I don't think in this video I got into it much, but It's much more convenient to deal with configurations this way from an editor tooling perspective than dealing with prefabs.
@@LlamAcademy Ah okay. That makes sense.
couldn't you add abstract in scriptable object and if you wanted to change base add override to change the logic for a created SO enemy or whatever is being created from base
Yup, you could
Please can you make a video on how to save scriptable objects data using a savesystem.
Hi! An important piece in this video is that you do not generally create ScriptableObjects at runtime. You would not use ScriptableObjects in a Save System. Instead you should use Serializable Classes like in this video: ua-cam.com/video/mntS45g8OK4/v-deo.html
@@LlamAcademy Thank you soo much, but I have made a save system already, the problem is I don't know how to save data of my weapon (which is a scriptable object) as I upgrade my weapons level, fire rate and reload time. BTW, I watched the video already thank you.

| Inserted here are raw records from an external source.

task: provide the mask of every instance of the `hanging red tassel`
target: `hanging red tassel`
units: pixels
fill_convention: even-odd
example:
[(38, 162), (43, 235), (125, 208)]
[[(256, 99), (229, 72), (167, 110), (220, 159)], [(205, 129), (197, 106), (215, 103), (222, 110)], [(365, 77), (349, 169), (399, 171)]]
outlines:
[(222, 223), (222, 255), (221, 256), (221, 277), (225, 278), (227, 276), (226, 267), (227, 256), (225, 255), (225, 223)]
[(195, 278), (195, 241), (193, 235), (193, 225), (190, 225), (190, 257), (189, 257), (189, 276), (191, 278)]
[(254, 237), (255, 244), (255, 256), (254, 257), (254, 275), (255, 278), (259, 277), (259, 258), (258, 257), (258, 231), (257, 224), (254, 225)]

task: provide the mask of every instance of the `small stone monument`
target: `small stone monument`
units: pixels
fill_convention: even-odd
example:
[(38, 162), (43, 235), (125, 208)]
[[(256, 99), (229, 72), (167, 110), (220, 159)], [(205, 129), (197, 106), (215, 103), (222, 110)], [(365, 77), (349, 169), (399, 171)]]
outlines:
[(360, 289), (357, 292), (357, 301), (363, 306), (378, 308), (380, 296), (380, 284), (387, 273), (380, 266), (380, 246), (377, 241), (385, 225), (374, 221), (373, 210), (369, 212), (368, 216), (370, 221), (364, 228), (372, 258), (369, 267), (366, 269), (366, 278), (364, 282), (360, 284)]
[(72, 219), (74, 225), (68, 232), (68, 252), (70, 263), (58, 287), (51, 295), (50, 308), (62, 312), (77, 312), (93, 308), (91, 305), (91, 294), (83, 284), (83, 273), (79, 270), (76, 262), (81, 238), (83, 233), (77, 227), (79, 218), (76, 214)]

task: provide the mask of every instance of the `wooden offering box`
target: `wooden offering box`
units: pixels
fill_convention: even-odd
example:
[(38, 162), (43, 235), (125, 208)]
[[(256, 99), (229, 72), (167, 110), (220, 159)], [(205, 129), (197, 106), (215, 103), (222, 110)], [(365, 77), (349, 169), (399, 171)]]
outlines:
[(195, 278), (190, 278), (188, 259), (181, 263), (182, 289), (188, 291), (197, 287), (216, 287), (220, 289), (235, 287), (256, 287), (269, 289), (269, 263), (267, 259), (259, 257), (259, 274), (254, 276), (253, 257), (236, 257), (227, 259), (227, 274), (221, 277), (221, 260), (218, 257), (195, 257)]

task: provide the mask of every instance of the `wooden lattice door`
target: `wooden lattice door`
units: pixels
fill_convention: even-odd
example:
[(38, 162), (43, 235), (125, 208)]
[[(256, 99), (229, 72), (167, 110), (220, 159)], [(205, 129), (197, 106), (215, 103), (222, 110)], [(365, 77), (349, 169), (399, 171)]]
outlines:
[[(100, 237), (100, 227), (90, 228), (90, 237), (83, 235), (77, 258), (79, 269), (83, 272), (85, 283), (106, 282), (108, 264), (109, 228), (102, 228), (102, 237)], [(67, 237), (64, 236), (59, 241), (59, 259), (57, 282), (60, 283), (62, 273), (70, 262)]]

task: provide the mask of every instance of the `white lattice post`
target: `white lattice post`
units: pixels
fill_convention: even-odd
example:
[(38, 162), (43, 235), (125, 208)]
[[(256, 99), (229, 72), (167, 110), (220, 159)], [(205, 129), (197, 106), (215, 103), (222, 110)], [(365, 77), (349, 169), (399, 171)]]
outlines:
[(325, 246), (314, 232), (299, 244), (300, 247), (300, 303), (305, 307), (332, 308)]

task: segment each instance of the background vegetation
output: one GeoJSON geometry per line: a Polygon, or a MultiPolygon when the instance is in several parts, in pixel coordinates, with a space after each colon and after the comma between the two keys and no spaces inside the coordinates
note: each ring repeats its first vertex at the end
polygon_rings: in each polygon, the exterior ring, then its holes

In that case, you should be able to serialize your ScriptableObject's properties into your save system and deserialize them back into a ScriptableObject on load. Is that not working for some reason for you?
@@LlamAcademy I havent seen a video for that
It's the same concept. The ScriptableObject is just a C# class that is serializable. You mark the ScriptableObject as [System.Serializable] and do JsonConvert.DeserializeObject. You may have to do something like make a fully serializable class because I’m not sure if you can simply do new YourScriptableObject() which is what the Json Serializer will do
This video content: your face 98%. Scriptable objects 2%.
um, no if you actually listen then you'll get more information than you'd from a copy paste code video.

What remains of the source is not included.